Q: Where did you (Stacey) enter the project creatively? And how did you connect with the story as a director?
S: Marzy asked me to come on board the project relatively early in the development process. I think it helped a lot how close we are as friends and collaborators.
It’s really inspiring for me that Marzy is so open in sharing her personal experiences and I feel a huge responsibility to do justice to her story while bringing my own creativity to the piece.
As someone who hasn’t dealt with personal addiction issues, I really identified with the part of the story where Jones is in her head when she’s at home and it feels like the clock is ticking incredibly slowly and every sound in the apartment drives her mad. I’ve had that moment and that anxiety so I can deeply connect to the feeling of turning to a bottle to make that inner darkness go away.
I also wanted to bring a surreal aspect to the storytelling to show that Jones is continually running away from this craving inside of her and it’s always there whether she’s actually drinking or not.
M: I’m just so damn inspired by my bestie. I swear she was in my head, encouraging me as I worked on the first draft, eager to send it her way.

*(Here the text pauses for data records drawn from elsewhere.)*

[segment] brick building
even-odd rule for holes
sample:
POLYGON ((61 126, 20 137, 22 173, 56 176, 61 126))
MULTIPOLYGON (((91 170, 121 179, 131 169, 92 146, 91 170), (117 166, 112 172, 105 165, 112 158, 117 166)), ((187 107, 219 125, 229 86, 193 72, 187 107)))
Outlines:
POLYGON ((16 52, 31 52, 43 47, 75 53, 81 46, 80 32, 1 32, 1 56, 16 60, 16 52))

I’m pretty sure she was part of it from the very beginning, whether she knew it or not.
Q: ‘JONES’ shows us the type of desperate low points addiction can drag a person down to. What did you want to get audiences thinking about/reflecting on with Jones’ struggles?
M: I hope it inspires the audience to check in with themselves. It’s hard to hear it when someone else tells you that you have a problem. You have to be able to take your own inventory, see yourself from the outside. While alcohol is the vehicle in JONES, I think this applies to many things.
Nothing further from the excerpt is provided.